Labyrinthes | Conseils pour mauvais poète

Web-Rotonde
2 mars 2015

Comme les lecteurs de La Rotonde sont tous aguerris, il est inutile d’annoncer que le département des lettres françaises tiendra son concours annuel de création littéraire dans un mois.  Une pénible goutte m’empêchera moi-même d’y participer cette année, mais j’ai jugé utile d’offrir à nos braves concurrents une liste (non exhaustive) de contre-exemples que je leur conseille fortement d’éviter. Voyez-vous, que ce soit en poésie ou en prose, notre position d’écrivain nous oblige à sublimer notre écriture, et ce qui apparait potable ou superbe à nos yeux, s’avère en fait un ramassis de médiocrité. J’espère montrer au lecteur, cette semaine, un miroir possible de ses propres illusions (d’où ces « arnaquantes »), de sorte qu’il pourra corriger son tir poétique, en vue de remporter le prix – que je lui souhaite chaudement d’ailleurs.

Nullité poétique  1 – Arnaquante prophétie

quand les paons mangeront les aigles
exploseront des bombes d’avant-garde
des anses plombées de chants d’aout
grisées par les airs errants
connus des miroirs élancés
des ailes de la vanité frêle
qui par d’ignobles ivres vers
chasseront divers ailleurs

quand les paons mangeront les aigles
serpentera le pinceau mécanique
escroc du croquis du vide
héraut machinal
bavant d’altitude
la hauteur d’un original
cet ancien défunt que sonnera sans répit
le glas des nouvelles plumes

alors quand les paons mangeront les aigles
je boirai mes veines
pour éclair-cils l’œil vert
du sang de mon ciel bleu

Commentaire : Pourquoi ce mauvais enchainement d’images ? Le lecteur se perd dans ce lyrisme lénifiant et « machinal ». Le topo de l’artiste (l’aigle) aliéné par la multitude (les paons – ici narcissiques) est l’un des plus banals et des plus stéréotypés.  J’attends avec impatience le post-mortem dudit oiseau et dudit je.
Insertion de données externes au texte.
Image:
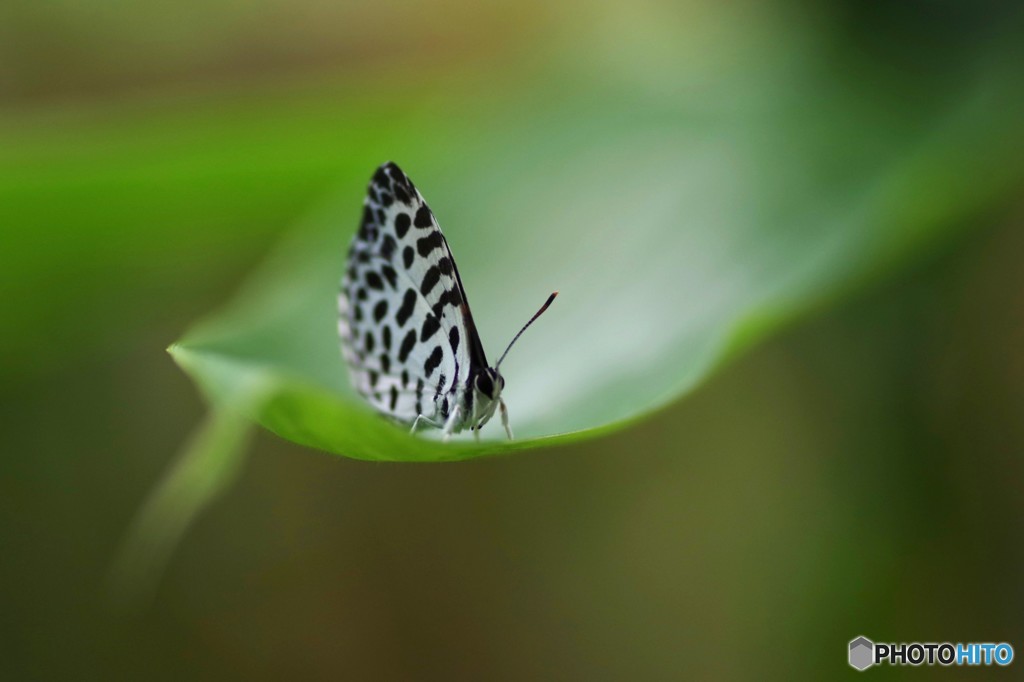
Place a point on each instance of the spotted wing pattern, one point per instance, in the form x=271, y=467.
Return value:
x=407, y=332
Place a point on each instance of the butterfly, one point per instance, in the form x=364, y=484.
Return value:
x=407, y=329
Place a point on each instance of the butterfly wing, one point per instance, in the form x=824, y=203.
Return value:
x=407, y=331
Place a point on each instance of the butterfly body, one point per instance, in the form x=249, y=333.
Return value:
x=407, y=330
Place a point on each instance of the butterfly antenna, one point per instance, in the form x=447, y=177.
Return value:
x=524, y=327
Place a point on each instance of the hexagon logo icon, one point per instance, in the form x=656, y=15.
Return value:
x=861, y=653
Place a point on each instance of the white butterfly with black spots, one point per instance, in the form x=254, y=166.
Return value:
x=407, y=331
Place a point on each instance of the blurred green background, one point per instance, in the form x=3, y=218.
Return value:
x=858, y=474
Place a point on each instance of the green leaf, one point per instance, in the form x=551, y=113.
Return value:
x=676, y=236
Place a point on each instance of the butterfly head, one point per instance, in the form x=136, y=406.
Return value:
x=489, y=382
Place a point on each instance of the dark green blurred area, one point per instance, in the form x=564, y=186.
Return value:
x=858, y=475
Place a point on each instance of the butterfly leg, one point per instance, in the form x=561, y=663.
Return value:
x=416, y=422
x=505, y=419
x=450, y=424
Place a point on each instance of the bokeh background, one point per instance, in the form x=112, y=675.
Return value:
x=860, y=473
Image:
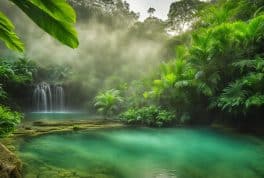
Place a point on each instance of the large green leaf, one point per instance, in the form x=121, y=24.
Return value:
x=61, y=30
x=8, y=36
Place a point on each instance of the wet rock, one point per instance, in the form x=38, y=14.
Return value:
x=10, y=165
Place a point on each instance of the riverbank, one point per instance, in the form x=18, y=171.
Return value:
x=45, y=127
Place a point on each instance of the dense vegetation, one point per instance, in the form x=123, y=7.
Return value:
x=17, y=73
x=217, y=70
x=210, y=69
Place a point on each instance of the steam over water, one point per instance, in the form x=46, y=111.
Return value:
x=47, y=98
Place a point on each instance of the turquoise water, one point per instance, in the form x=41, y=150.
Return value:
x=145, y=153
x=58, y=116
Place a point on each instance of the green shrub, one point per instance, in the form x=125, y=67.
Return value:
x=108, y=102
x=149, y=116
x=8, y=120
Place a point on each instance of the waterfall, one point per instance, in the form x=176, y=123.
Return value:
x=48, y=98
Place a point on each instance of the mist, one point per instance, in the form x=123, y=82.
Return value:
x=106, y=57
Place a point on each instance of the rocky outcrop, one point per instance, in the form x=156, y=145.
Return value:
x=10, y=165
x=46, y=127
Nullité poétique  2 – Arnaquante nonovation

Je cocassais familièrement avec une autruche sur les vertus de l’onanisme quand un crapaud bavasqueux vint nous interrompe. « Moi je crois qu’il faille attendrir la bouilloire avant que ne se salisse le perchoir. » Je saluai ce trait regallourdi par une rottaille nébuleuse. Offusquée, l’autroune s’épingla le plumouille dans le croître sépulcrale. La crapule déblatoura davatange : « L’ovipare s’omlettise ! Quelle fentise ! » Vomissant la rissure, je m’acclaffai à me rompre l’orbite angulaire. Après ces blagouches, j’occultai exhibément mon crocodile. « Quelle écaillure ! », ironisa l’autrichienne. Le fait est que je croquai dans le pigème (et dans le thé) que la moinelle me débouchait : enjoué du priape, je tendis la corde et entamai mon vers si court : « Quand il plaute à votre valérille, Mousset se transforme boislourd.» ,et sans tar mon cantateur se chauvisa. Le crapuce voulut se boefiser mais l’autrioche objecta qu’un seul prébandant pouvait se rastifouiller la fontaine. Famélique je m’engoinfrai la langue à l’âcreté de la situation, embarrassé, tandis que la crapante rampallait ses couilles vers l’horloge dont mes cymbales frappaient la cadence de tic sans grand tac. Puisque je divaguais de bon bain, l’autrogne se joignit à mon concert et l’eau flotta de sa gorge lèvreuse : « Mal armé titanesque, superbe Apollon linéaire. » Cette interlopade me fit l’effet d’une douche freudienne. Cyprine, stratège à l’affut, s’apprêtait à s’abreuver quand trois triangles arrivèrent. « Nous cadrons des chevaux. », clamèrent-t-ils. Et voyant que nous restions de marbre (à l’exception d’autruche qui séchait à la base et à la hauteur divisées par deux de ces nouveaux comparses), ils retournèrent les talons pour noircir leurs sommets. Nous, ferrés rouges, n’en croyions pas le blanc de leurs smegmants.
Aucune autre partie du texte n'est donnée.